With that vision of her crying while holding her baby boy, I waved goodbye to my former life in Honduras. Long gone were the days when I’d spend entire summers at my aunt’s house or days enjoying having long conversations with my grandma. I would miss all of the recitals I attended to support my friends in their musical endeavors. I had spent my life building relationships with people I would no longer know. I had very good friends and coincidentally, all of them were boys. For some reason, I have never been able to maintain friendships with females for very long. I must be drawn to the down-to-earth practical nature of boys. People say every ending is a new beginning. But is it?
My friends were all musicians and we shared a special bond through music, writing and performing. We would spend afternoons just listening to records and analyzing them, especially the classical ones. If you knew a certain number of operas, symphonies, and the lives of the musicians, then you were hailed as leaders in our eyes. I didn’t know it then, but in a matter of months, this little world of mine would crumble in front of me. I rebelled against the idea of leaving my country, but deep down I knew the U.S. would offer me a better life, I just didn’t realize it would be so taxing, both literally and spiritually. The emotional turmoil of turning your back on your sense of place is devastating. The first six months after I arrived I cried endlessly wishing to go back to the familiar faces of those who were no longer near but remained very dear to me.
The emotional impact that remains is overwhelming and a feeling of emptiness lurks in the mind, making the whole experience a nightmare. Yet, everyone would say,
“You have no idea how lucky you are, living in this country – it’s a golden opportunity.”

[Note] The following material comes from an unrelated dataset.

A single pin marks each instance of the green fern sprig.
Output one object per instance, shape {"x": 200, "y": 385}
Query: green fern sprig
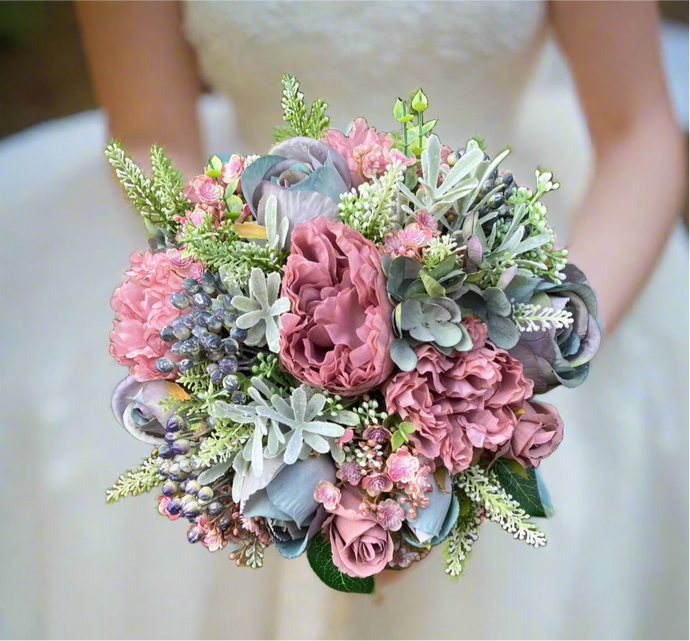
{"x": 135, "y": 481}
{"x": 312, "y": 124}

Now I do understand and value my place here, no longer with a green card but as an American citizen.
Back then, I fought hard against the idea of being somewhere else, being ‘someone’ else. Ah, how precious youth is! I didn’t care for the smell of new clothing or the big malls, the fast food or the grand houses. In actual fact, I was heavily drawn to Che Guevara and the Cuban revolution so American consumerism didn’t appeal to me at all. I wanted a simple but satisfying way of life.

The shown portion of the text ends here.